Pomponio terminó de discutir con Magno. Vimos que Magno se alejaba con paso firme junto a Cipriano, los dos sacudiendo la cabeza. Entonces el arquitecto se acercó a nosotros como llevado por el aire, con la clara intención de emprenderla con Recto. Ese bravucón rimbombante era transparente. No había conseguido imponer su voluntad a los experimentados agrimensor y jefe de obras, así que entonces pensaba colmar de desprecio el proyecto de desagüe.
Recto ya había lidiado antes con Pomponio. Se levantó de su bloque de piedra caliza con aspecto nervioso, pero ya tenía preparado su discurso:
—No quiero pelearme pero ¿qué pasa con mi mierda de depósito? Mira, te lo digo ahora, delante de Falco, que es mi testigo: ese depósito necesita programarse esta semana.

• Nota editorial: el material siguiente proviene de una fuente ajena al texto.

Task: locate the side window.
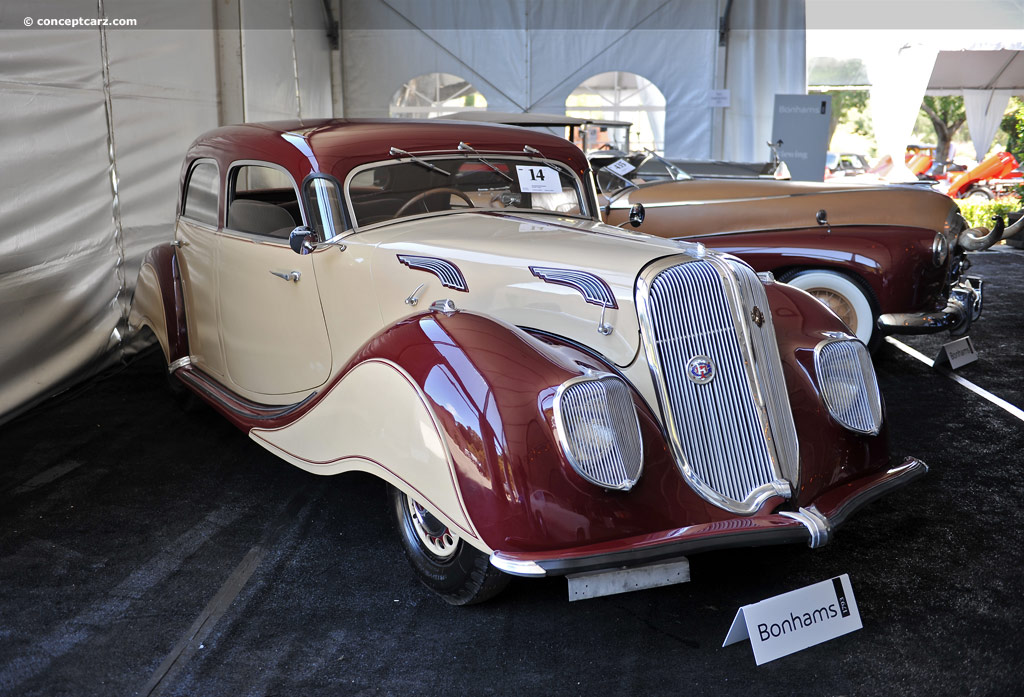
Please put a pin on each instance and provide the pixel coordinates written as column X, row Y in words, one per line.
column 325, row 207
column 262, row 202
column 201, row 194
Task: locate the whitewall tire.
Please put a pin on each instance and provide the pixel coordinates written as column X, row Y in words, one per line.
column 842, row 295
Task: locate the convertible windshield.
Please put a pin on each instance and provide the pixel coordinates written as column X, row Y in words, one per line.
column 615, row 172
column 415, row 184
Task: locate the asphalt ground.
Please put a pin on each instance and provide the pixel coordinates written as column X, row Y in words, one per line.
column 150, row 551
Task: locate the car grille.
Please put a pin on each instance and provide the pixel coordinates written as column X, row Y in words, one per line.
column 732, row 436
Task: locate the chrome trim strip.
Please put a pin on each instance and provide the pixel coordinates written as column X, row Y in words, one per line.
column 666, row 204
column 910, row 469
column 448, row 272
column 516, row 567
column 594, row 289
column 626, row 465
column 742, row 448
column 180, row 362
column 817, row 525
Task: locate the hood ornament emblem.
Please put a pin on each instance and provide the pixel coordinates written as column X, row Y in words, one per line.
column 700, row 369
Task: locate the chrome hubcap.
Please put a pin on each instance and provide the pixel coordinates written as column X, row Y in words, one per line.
column 838, row 304
column 434, row 534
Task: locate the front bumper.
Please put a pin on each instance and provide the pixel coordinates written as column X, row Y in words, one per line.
column 813, row 525
column 964, row 307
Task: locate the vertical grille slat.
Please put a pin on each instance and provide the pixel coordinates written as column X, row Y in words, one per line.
column 734, row 434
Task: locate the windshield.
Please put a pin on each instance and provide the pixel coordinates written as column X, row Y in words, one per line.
column 614, row 173
column 415, row 184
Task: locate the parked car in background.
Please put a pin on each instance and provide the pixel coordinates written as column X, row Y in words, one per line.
column 887, row 259
column 992, row 176
column 846, row 165
column 440, row 305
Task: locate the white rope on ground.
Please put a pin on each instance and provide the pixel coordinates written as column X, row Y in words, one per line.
column 998, row 401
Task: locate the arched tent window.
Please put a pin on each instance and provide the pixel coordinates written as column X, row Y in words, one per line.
column 621, row 96
column 435, row 94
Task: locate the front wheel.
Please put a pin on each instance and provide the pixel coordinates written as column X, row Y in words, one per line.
column 445, row 564
column 842, row 295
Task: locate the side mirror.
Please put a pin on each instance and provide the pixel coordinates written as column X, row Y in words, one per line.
column 637, row 214
column 302, row 241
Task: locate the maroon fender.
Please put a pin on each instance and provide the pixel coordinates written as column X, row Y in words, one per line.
column 895, row 262
column 164, row 262
column 492, row 387
column 802, row 322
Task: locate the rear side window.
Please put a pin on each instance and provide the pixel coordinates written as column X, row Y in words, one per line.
column 201, row 195
column 262, row 202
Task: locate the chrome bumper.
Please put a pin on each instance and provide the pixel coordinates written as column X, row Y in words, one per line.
column 964, row 307
column 813, row 525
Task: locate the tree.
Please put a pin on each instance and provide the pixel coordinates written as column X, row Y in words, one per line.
column 847, row 105
column 1013, row 124
column 946, row 115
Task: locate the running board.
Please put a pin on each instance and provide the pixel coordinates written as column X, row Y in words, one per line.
column 598, row 583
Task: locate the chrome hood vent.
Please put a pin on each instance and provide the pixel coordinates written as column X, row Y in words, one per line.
column 710, row 341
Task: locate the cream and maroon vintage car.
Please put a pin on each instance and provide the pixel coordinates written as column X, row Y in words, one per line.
column 440, row 305
column 887, row 259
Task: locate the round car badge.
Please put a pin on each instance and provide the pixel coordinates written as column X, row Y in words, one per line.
column 700, row 369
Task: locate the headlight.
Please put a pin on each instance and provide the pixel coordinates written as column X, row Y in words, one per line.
column 848, row 385
column 940, row 249
column 599, row 431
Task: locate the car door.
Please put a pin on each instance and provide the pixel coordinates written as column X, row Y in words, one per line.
column 197, row 238
column 272, row 331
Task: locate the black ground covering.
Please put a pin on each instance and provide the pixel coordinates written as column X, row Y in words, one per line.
column 145, row 550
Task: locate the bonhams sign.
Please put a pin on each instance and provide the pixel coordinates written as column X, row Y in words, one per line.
column 798, row 619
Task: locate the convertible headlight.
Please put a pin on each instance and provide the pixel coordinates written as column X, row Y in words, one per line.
column 599, row 431
column 849, row 387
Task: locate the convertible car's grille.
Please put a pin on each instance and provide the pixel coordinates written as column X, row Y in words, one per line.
column 732, row 432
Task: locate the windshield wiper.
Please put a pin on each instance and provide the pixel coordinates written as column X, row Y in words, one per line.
column 467, row 147
column 394, row 153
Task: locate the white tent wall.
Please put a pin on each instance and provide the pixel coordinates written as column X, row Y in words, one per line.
column 95, row 124
column 528, row 55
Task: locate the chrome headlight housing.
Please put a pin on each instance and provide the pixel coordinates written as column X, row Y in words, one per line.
column 848, row 384
column 599, row 431
column 940, row 249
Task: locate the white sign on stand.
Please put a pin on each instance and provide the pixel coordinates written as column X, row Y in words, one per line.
column 620, row 167
column 798, row 619
column 538, row 179
column 957, row 353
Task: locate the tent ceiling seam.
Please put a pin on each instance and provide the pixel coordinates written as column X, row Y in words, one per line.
column 120, row 332
column 445, row 49
column 600, row 53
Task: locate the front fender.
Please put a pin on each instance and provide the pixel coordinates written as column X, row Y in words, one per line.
column 829, row 454
column 457, row 410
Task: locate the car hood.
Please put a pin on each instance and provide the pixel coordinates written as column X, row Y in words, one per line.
column 496, row 253
column 701, row 207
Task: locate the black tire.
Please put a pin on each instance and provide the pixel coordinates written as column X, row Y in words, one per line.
column 848, row 297
column 454, row 570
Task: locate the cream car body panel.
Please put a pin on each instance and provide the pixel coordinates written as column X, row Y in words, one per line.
column 198, row 249
column 271, row 328
column 488, row 249
column 147, row 309
column 376, row 420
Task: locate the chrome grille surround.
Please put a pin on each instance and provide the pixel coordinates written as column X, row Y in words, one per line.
column 592, row 407
column 733, row 438
column 846, row 361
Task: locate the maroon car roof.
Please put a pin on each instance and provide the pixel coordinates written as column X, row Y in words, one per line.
column 335, row 146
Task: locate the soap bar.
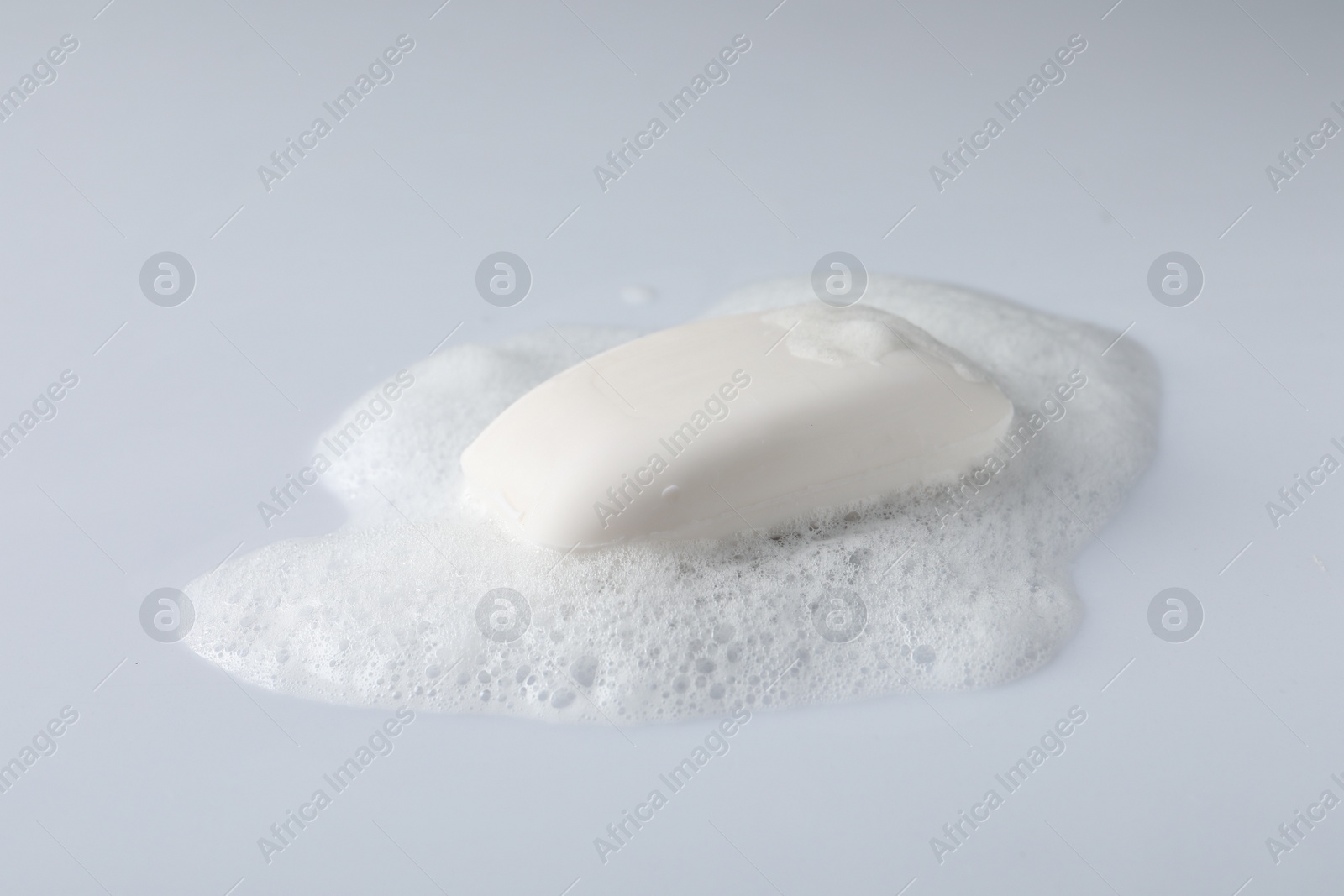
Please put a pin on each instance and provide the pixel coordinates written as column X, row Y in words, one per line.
column 730, row 425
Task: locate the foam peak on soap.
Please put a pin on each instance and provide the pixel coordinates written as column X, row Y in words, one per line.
column 714, row 427
column 421, row 600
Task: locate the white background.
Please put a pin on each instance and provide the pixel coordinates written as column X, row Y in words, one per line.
column 349, row 269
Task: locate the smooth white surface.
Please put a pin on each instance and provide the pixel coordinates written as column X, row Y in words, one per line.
column 1189, row 758
column 703, row 430
column 937, row 587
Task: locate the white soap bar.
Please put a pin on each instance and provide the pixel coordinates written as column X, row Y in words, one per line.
column 732, row 423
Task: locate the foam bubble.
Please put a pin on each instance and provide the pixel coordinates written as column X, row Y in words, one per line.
column 421, row 600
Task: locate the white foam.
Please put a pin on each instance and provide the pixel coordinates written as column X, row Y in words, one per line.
column 386, row 609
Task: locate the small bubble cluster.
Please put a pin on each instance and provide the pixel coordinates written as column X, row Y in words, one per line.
column 443, row 610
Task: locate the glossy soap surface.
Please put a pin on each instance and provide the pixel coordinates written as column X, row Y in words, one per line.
column 732, row 423
column 429, row 598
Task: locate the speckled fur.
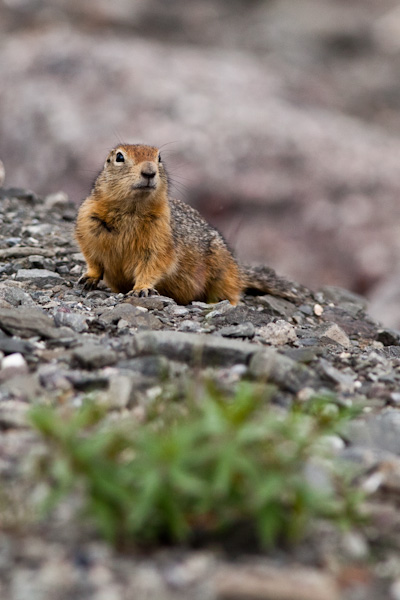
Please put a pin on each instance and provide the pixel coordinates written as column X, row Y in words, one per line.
column 141, row 241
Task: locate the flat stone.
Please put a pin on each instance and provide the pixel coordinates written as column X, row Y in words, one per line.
column 12, row 365
column 93, row 356
column 121, row 391
column 271, row 366
column 193, row 348
column 149, row 366
column 15, row 296
column 41, row 277
column 278, row 333
column 188, row 325
column 75, row 321
column 277, row 306
column 331, row 332
column 13, row 414
column 135, row 316
column 339, row 295
column 244, row 582
column 344, row 379
column 244, row 330
column 9, row 345
column 388, row 337
column 151, row 303
column 380, row 431
column 27, row 322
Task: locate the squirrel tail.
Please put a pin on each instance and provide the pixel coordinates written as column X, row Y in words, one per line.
column 263, row 280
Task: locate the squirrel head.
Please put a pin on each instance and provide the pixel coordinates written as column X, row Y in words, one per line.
column 132, row 171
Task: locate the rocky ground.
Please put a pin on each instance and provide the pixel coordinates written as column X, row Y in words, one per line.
column 58, row 345
column 283, row 118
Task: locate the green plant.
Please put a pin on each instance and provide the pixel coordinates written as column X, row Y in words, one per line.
column 216, row 464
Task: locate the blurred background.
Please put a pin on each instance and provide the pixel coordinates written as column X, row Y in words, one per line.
column 280, row 120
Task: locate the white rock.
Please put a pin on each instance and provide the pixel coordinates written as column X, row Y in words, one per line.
column 278, row 333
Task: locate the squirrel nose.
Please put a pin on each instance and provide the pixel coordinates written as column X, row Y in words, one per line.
column 149, row 170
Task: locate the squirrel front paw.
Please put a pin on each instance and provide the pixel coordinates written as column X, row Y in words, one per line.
column 143, row 293
column 88, row 283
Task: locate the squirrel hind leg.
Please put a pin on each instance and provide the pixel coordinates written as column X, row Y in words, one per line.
column 226, row 287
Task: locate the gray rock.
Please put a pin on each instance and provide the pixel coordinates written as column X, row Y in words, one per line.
column 149, row 366
column 27, row 322
column 381, row 431
column 344, row 379
column 243, row 330
column 13, row 414
column 278, row 333
column 121, row 390
column 277, row 306
column 330, row 332
column 93, row 356
column 338, row 295
column 16, row 296
column 188, row 325
column 271, row 366
column 388, row 337
column 151, row 303
column 135, row 316
column 13, row 365
column 75, row 321
column 40, row 277
column 192, row 348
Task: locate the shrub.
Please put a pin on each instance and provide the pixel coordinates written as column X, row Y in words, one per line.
column 204, row 470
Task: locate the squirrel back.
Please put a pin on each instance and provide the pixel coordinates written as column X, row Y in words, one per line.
column 142, row 242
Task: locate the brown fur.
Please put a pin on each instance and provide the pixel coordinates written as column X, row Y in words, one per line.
column 141, row 242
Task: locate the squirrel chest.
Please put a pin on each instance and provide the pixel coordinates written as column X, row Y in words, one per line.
column 142, row 242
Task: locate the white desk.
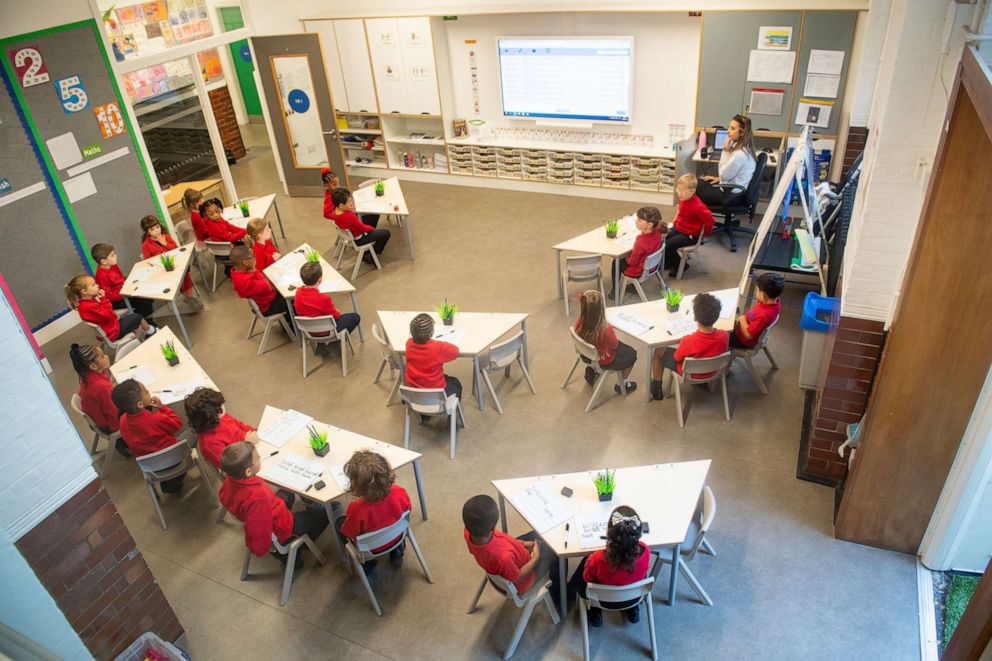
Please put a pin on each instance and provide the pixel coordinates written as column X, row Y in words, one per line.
column 149, row 279
column 664, row 495
column 482, row 330
column 595, row 242
column 657, row 314
column 391, row 202
column 284, row 275
column 343, row 444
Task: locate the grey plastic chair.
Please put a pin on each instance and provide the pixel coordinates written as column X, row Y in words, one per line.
column 361, row 550
column 691, row 369
column 538, row 593
column 501, row 357
column 585, row 350
column 585, row 268
column 747, row 355
column 654, row 266
column 291, row 549
column 696, row 541
column 432, row 402
column 602, row 596
column 316, row 331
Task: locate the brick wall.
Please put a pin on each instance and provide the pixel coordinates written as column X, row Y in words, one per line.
column 850, row 366
column 227, row 123
column 87, row 560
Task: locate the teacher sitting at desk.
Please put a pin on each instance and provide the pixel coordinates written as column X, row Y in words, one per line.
column 736, row 166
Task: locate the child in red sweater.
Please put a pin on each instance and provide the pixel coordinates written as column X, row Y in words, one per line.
column 339, row 206
column 147, row 425
column 693, row 218
column 310, row 302
column 763, row 314
column 704, row 343
column 215, row 427
column 87, row 298
column 625, row 560
column 260, row 240
column 425, row 358
column 263, row 512
column 593, row 328
column 91, row 363
column 379, row 502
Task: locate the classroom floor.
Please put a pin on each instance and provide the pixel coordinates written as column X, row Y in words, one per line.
column 783, row 587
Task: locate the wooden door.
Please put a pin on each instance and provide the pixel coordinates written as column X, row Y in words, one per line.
column 940, row 343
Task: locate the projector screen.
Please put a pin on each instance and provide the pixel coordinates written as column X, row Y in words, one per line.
column 585, row 78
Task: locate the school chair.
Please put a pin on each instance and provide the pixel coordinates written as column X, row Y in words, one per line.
column 691, row 251
column 361, row 550
column 695, row 541
column 432, row 402
column 390, row 358
column 691, row 369
column 168, row 463
column 320, row 331
column 291, row 549
column 501, row 357
column 538, row 593
column 585, row 350
column 747, row 355
column 268, row 321
column 76, row 404
column 584, row 268
column 603, row 596
column 345, row 241
column 654, row 266
column 221, row 251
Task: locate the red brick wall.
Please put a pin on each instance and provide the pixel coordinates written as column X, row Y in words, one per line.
column 87, row 560
column 850, row 368
column 227, row 122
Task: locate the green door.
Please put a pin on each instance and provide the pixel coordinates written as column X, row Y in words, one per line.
column 240, row 53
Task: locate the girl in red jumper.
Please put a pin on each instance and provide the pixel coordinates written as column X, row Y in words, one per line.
column 378, row 504
column 625, row 560
column 86, row 297
column 594, row 329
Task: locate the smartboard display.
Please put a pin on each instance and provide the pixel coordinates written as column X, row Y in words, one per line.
column 580, row 78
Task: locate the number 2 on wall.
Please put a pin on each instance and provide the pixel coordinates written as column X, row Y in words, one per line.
column 72, row 94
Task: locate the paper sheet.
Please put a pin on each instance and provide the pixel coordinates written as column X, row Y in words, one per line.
column 541, row 507
column 288, row 424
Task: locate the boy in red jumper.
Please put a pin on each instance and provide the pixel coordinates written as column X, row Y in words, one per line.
column 310, row 302
column 693, row 218
column 704, row 343
column 215, row 428
column 252, row 284
column 262, row 511
column 425, row 358
column 379, row 502
column 110, row 278
column 339, row 206
column 147, row 425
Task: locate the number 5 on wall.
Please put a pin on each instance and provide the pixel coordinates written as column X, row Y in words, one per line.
column 72, row 94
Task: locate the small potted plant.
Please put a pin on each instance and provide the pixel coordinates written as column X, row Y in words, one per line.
column 605, row 484
column 447, row 312
column 318, row 441
column 169, row 353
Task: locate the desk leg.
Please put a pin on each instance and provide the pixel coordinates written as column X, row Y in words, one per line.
column 420, row 488
column 354, row 306
column 179, row 318
column 673, row 581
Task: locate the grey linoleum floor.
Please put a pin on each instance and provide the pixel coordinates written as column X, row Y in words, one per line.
column 783, row 587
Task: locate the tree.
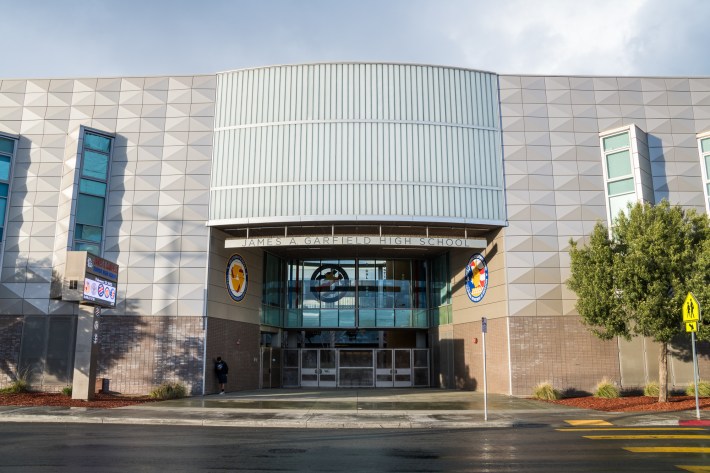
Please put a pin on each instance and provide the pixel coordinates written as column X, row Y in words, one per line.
column 633, row 282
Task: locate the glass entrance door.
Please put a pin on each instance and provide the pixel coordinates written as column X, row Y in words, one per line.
column 309, row 368
column 327, row 369
column 318, row 368
column 402, row 368
column 384, row 376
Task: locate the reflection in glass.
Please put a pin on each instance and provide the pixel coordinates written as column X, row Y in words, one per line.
column 357, row 292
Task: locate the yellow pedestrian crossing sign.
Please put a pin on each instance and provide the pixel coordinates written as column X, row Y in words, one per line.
column 691, row 310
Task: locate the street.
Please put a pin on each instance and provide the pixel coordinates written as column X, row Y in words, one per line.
column 135, row 448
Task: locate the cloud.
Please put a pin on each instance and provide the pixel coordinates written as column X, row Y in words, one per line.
column 133, row 37
column 550, row 37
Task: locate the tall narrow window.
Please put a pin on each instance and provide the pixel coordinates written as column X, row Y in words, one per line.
column 7, row 151
column 93, row 189
column 627, row 169
column 704, row 146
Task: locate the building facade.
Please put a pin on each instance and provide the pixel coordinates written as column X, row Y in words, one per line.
column 332, row 225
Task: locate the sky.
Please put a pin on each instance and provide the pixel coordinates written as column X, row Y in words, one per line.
column 100, row 38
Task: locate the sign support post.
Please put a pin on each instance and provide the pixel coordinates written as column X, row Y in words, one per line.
column 695, row 377
column 484, row 329
column 691, row 319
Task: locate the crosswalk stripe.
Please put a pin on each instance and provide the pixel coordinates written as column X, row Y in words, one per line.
column 668, row 449
column 588, row 422
column 619, row 429
column 694, row 468
column 647, row 437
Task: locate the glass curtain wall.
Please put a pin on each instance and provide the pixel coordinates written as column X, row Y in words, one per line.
column 353, row 293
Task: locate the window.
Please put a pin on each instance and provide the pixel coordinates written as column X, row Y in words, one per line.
column 93, row 190
column 7, row 151
column 704, row 147
column 627, row 169
column 619, row 173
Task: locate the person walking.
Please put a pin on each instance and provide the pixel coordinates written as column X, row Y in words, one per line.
column 221, row 369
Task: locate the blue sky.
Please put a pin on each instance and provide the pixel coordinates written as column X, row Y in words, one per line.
column 87, row 38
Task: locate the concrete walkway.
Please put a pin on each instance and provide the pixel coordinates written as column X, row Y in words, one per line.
column 345, row 408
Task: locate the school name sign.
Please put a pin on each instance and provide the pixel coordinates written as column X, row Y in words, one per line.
column 357, row 240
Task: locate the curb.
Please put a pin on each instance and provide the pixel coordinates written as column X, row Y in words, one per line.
column 309, row 423
column 694, row 423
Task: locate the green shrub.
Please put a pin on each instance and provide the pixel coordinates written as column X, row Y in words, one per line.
column 21, row 384
column 703, row 389
column 651, row 389
column 168, row 391
column 546, row 392
column 606, row 389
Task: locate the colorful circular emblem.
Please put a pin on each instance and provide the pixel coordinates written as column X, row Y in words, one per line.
column 329, row 283
column 476, row 277
column 237, row 278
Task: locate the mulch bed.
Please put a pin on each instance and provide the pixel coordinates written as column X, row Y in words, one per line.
column 635, row 403
column 101, row 401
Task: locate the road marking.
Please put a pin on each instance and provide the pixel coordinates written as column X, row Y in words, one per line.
column 616, row 429
column 588, row 422
column 694, row 468
column 647, row 437
column 668, row 449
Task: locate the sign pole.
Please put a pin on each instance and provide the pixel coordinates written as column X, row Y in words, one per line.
column 484, row 329
column 695, row 377
column 692, row 315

Yo me mantuve neutral. Me quedé sentado. Pero estaba allí. Tal vez fue por eso que Pomponio se echó atrás de pronto:
—Cipriano puede redactar un albarán y yo lo firmaré. ¡Arréglalo con él! —ordenó, tajante. Como jefe de obras, Cipriano era el encargado de asignar mano de obra a la tarea; también tenía autoridad para hacer que trajeran los materiales adecuados. Por lo visto, eso era todo lo que Recto necesitaba. Era un hombre feliz.
La tensión se evaporó.
En otras partes las cosas no estaban tan calmadas. Durante el día la obra era siempre ruidosa, incluso cuando parecía que no ocurría casi nada. En esos momentos, unos gritos que sonaron mucho más apremiantes de lo normal resonaron por la zona abierta. Me puse en pie de un salto y miré hacia allí, hacia el ala sur. Daba la impresión de que había empezado una pelea. Salí para allá, corriendo.
Los hombres acudieron en tropel a la refriega. Muchos más obreros de los que yo esperaba que hubiera ese día en la obra salieron de las zanjas y corrieron a mirar, todos gritando en varios idiomas. Pronto me encontré rodeado de una multitud y recibiendo empellones por todos lados.